Ce qui arrive ensuite : Euro 7, les dates réelles
La norme Euro 7 a été publiée au Journal Officiel de l’UE le 14 mai 2024. Voici les dates d’application confirmées :
Pour les véhicules légers (voitures, utilitaires légers) :
29 novembre 2026 : homologations obligatoires Euro 7 pour les nouveaux types de véhicules
29 novembre 2027 : tous les véhicules neufs mis en vente doivent être conformes
Pour les poids lourds (camions, bus, autocars) :
1er juillet 2027 : nouvelles homologations Euro 7
1er juillet 2028 : tous les véhicules neufs
Un point important : pour le diesel, Euro 7 ne durcit pas les seuils d’émissions NOx à l’échappement par rapport à Euro 6d. Les grandes nouveautés portent sur les particules de freinage et de pneumatiques, la durabilité des systèmes antipollution (200 000 km vs 100 000 km sous Euro 6), et les tests en conditions réelles plus variées.
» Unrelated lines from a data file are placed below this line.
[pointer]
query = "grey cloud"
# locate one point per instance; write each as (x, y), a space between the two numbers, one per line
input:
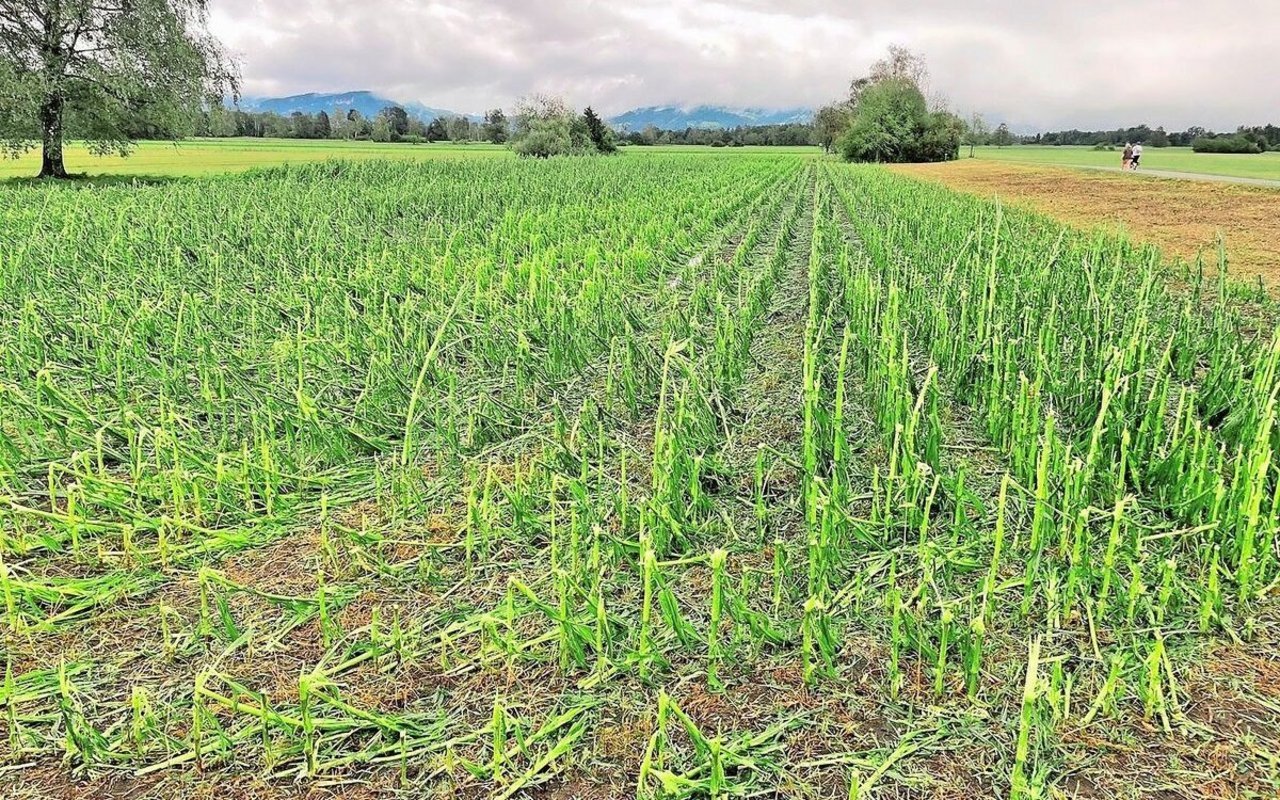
(1037, 63)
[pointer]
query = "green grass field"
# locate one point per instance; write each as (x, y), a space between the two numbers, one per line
(1173, 159)
(682, 476)
(214, 156)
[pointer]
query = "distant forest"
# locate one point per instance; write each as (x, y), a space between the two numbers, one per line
(1264, 137)
(393, 124)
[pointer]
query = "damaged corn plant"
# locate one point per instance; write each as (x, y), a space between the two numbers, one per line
(716, 475)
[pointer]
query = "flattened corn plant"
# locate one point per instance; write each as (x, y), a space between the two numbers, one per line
(663, 476)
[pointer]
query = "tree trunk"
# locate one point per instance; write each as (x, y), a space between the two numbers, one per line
(51, 133)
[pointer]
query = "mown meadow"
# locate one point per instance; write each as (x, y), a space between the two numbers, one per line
(664, 475)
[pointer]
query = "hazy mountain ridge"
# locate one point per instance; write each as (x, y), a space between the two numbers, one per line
(369, 104)
(664, 117)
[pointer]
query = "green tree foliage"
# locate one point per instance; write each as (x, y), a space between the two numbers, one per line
(1002, 137)
(977, 132)
(101, 71)
(397, 120)
(830, 123)
(496, 126)
(458, 128)
(599, 133)
(545, 126)
(1237, 144)
(894, 124)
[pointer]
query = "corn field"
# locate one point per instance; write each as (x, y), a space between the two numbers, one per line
(653, 476)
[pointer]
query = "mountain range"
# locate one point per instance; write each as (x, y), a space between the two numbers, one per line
(664, 117)
(677, 118)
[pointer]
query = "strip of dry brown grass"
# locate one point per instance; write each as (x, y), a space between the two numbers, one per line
(1183, 218)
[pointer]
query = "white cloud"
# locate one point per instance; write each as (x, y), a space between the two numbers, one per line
(1038, 62)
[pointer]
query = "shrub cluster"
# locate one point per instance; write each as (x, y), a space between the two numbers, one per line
(1225, 144)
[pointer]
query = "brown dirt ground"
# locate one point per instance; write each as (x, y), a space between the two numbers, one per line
(1180, 216)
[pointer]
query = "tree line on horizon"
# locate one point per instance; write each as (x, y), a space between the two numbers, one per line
(394, 124)
(1244, 138)
(87, 72)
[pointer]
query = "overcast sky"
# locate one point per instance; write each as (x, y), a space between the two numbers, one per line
(1032, 63)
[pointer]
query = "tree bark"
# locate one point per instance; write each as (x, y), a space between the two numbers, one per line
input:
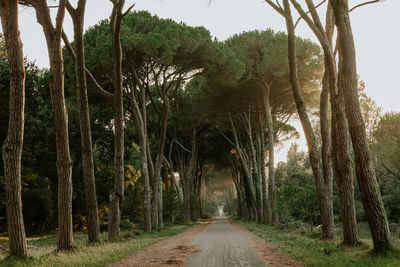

Ce que ça signifie concrètement pour votre flotte : les camions Euro VI actuels pourront continuer à circuler après 2027 — Euro 7 ne s’applique qu’aux nouvelles homologations. L’AdBlue® reste une composante incontournable de tout moteur diesel pour la décennie à venir. Le mouvement réglementaire va dans un seul sens : plus de rigueur, plus de contrôle, plus de durabilité exigée sur les systèmes antipollution.
En résumé
Ce qui est en vigueur aujourd’hui (mars 2026) :
SCR/AdBlue® obligatoire sur tout diesel Euro 6 et Euro VI depuis 2014
Contrôle technique : SCR dans les points de vérification depuis 2019 — voyant allumé ou défaut actif = contre-visite
Désactivation SCR : illégale, article L318-3 du Code de la route, amende jusqu’à 7 500 €, immobilisation, perte Crit’Air
ZFE : un Euro 6 avec SCR défaillant perd son Crit’Air 2, amende 135 € (VL) / 450 € (PL) par infraction
Ce qui n’est pas encore en place (mars 2026) :
Détection automatique des désactivations au CT : pas de texte en vigueur, rumeurs démenties officiellement par Mobilians et Dekra
OBFCM : collecte des données de conso depuis 2025, mais ne détecte pas les fraudes AdBlue®
Ce qui arrive :
Euro 7 véhicules légers : novembre 2026 (homologations) / novembre 2027 (tous véhicules neufs)
Euro 7 poids lourds : juillet 2027 (homologations) / juillet 2028 (tous véhicules neufs)
La meilleure protection, c’est la méthode : suivi de consommation par véhicule, approvisionnement anticipé, produit certifié, stockage conforme.